I'm looking for a new technical solution to dashboard generation with filters and aggregations queries, so I decided to look at Elasticsearch.
However, my data is composed of two sides, and both have a unique id.
The first side comprises an id(millions/billions of ids) and multiple other fields. And all ids from each field are updated in batches(spark jobs) (hypothetically, more than 100 batches per day);
The second side is organized by the id and some other static fields (usually, thousands or millions ids | near to a thousand sets);
The first one contemplates all existent ids, whereas the second is multiple sets of ids.
So, in the SQL universe, a join by id from the main table (first side) with each set of ids (second) creates a view. Then, I would have multiple views with constantly updated values from the first side whenever I query them.
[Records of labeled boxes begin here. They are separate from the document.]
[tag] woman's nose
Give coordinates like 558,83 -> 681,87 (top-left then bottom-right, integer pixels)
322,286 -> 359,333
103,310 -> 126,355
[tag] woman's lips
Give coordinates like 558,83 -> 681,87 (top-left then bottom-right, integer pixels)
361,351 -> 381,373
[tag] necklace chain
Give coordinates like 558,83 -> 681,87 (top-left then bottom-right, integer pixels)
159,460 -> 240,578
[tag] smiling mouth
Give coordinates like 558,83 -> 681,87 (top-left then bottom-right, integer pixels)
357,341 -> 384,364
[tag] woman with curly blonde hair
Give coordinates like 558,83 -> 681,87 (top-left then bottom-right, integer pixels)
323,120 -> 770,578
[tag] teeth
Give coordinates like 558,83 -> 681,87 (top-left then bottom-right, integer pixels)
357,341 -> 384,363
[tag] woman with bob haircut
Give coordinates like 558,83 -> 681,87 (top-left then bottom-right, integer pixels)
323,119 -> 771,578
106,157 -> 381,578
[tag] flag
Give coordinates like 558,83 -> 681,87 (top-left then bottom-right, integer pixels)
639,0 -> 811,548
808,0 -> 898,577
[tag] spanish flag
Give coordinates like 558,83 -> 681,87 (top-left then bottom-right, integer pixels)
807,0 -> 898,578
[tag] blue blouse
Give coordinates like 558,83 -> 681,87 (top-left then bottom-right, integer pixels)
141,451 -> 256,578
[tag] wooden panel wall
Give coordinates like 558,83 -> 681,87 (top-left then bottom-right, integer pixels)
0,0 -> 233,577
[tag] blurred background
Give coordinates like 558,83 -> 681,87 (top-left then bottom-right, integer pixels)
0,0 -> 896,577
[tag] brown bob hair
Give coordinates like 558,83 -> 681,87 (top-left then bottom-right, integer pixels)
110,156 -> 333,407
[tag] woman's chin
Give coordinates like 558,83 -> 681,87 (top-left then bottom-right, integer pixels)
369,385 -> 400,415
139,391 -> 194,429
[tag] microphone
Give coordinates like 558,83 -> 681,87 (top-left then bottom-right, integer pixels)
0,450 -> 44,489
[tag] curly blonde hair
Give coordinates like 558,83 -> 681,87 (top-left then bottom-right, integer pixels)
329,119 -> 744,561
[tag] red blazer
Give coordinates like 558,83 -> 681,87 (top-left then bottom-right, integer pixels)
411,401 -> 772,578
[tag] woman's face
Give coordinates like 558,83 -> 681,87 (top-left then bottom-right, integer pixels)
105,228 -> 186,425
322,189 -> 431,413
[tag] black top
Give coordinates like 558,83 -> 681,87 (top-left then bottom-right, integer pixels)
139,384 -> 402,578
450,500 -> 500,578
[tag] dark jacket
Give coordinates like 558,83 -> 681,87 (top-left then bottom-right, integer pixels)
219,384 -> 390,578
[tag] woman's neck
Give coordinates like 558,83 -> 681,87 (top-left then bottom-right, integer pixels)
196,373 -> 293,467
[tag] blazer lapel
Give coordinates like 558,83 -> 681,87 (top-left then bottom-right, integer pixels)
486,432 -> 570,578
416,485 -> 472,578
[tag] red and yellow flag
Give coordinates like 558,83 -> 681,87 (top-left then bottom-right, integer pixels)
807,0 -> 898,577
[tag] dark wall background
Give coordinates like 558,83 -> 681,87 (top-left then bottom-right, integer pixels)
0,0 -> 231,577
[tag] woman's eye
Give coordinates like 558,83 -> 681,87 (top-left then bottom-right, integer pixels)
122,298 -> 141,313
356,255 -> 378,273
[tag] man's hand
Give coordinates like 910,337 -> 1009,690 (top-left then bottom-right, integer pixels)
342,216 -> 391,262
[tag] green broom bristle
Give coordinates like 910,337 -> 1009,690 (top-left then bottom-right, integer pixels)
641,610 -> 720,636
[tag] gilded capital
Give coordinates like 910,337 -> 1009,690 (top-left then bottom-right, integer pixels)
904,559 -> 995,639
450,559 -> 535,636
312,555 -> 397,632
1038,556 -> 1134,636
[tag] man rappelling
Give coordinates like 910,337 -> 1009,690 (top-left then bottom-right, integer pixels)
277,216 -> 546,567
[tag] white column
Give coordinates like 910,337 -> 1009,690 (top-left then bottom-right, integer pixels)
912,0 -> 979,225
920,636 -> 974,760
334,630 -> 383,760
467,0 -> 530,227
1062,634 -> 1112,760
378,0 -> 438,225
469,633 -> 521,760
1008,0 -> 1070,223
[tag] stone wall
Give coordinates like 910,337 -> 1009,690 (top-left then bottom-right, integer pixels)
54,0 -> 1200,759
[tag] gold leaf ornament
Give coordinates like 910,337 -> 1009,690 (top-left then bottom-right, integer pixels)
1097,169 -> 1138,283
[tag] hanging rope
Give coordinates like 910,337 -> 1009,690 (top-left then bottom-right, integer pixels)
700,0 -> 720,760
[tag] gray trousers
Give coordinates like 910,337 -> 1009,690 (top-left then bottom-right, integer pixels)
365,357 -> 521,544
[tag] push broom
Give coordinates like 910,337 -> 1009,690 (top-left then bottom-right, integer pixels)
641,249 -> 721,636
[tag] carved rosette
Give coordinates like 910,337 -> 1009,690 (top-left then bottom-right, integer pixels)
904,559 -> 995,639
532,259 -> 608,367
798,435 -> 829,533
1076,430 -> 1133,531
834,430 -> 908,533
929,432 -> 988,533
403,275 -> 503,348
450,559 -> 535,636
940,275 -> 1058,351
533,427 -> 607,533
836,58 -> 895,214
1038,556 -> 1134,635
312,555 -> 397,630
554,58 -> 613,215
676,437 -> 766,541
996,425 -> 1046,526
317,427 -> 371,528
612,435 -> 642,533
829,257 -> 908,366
Therefore, I thought of two solutions.
I1. Create an index with the first side and query [(filters, terms ("group by count"), etc.) + filter ids] from the second side.
I would have some problems with second-side static fields. And ids filters are not great performance helpers [although with larger clusters, it gets better, right?].
I2. Create multiple indexes with previously joined data from both sides.
All queries would work perfectly for every scenario.
However, I would need to update all indexes when processing the batch.
I took at update_by_query API and would solve, but how would these multiple updates perform? Hours? And these updates are not resilient. So a fallback would be necessary, right?
Thanks in advance (please let me know if something isn't clear).